The supper was spread on the table, with the pitcher of beer in the center. There were Swiss cheese and cold ham and rolls, and above all sausages and mustard. Peter drank a great deal of beer, as did the others, and sang German songs with a frightful accent and much vigor and sentiment, as also did the others.
Then he went back to the cold room in the Pension Schwarz, and told himself he was a fool to live alone when one could live like a prince for the same sum properly laid out. He dropped into the hollow center of his bed, where his big figure fitted as comfortably as though it lay in a washtub, and before his eyes there came a vision of Stewart’s flat and the slippers by the fire—which was eminently human.
However, a moment later he yawned, and said aloud, with considerable vigor, that he’d be damned if he would—which was eminently Peter Byrne. Almost immediately, with the bed coverings, augmented by his overcoat, drawn snug to his chin, and the better necktie swinging from the gasjet in the air from the opened window, Peter was asleep. For four hours he had entirely forgotten Harmony.
CHAPTER V
The peace of a gray Sunday morning hung like a cloud over the little Pension Schwarz. In the kitchen the elderly maid, with a shawl over her shoulders and stiffened fingers, made the fire, while in the dining-room the little chambermaid cut butter and divided it sparingly among a dozen breakfast trays—on each tray two hard rolls, a butter pat, a plate, a cup. On two trays Olga, with a glance over her shoulder, placed two butter pats. The mistress yet slept, but in the kitchen Katrina had a keen eye for butter—and a hard heart.
Katrina came to the door.
“The hot water is ready,” she announced. “And the coffee also. Hast thou been to mass?”
“Ja.”
“That is a lie.” This quite on general principle, it being one of the cook’s small tyrannies to exact religious observance from her underling, and one of Olga’s Sunday morning’s indulgences to oversleep and avoid the mass. Olga took the accusation meekly and without reply, being occupied at that moment in standing between Katrina and the extra pats of butter.
“For the lie,” said Katrina calmly, “thou shalt have no butter this morning. There, the Herr Doktor rings for water.
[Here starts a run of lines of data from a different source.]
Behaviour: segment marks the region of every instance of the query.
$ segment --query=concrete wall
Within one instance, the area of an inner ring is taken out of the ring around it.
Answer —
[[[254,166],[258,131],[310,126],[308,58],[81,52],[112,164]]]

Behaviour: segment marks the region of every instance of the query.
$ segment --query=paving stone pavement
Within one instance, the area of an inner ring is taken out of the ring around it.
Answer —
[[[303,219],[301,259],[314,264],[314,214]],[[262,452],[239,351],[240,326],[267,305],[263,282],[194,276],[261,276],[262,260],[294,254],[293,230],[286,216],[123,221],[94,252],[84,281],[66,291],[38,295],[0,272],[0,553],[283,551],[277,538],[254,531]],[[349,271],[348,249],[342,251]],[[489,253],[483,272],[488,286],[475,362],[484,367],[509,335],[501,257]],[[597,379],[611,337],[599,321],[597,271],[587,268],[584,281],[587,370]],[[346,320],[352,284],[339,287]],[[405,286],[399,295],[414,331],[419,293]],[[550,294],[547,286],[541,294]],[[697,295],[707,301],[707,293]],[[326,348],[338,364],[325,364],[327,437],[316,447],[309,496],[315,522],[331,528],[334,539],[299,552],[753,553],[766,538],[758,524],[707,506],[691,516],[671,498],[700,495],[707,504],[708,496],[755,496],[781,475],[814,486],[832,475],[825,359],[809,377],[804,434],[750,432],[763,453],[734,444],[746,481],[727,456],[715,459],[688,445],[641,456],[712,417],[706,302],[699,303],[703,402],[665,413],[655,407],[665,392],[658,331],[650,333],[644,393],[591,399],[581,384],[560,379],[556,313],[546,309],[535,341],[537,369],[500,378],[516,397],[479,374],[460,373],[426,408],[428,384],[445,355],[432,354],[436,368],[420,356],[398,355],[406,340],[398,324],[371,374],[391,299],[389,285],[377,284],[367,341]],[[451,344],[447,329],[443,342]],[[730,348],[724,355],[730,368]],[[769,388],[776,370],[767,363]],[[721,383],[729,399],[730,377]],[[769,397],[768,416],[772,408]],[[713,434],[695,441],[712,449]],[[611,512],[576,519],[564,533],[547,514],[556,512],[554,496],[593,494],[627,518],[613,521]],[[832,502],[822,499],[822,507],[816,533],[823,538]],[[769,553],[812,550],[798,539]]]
Get it, wicked one!”
Katrina turned slowly in the doorway.
“The new Fraulein is American?”
“Ja.”
Katrina shrugged her shoulders.
“Then I shall put more water to heat,” she said resignedly. “The Americans use much water. God knows it cannot be healthy!”
Olga filled her pitcher from the great copper kettle and stood with it poised in her thin young arms.
“The new Fraulein is very beautiful,” she continued aloud. “Thinkest thou it is the hot water?”
“Is an egg more beautiful for being boiled?” demanded Katrina. “Go, and be less foolish. See, it is not the Herr Doktor who rings, but the new American.”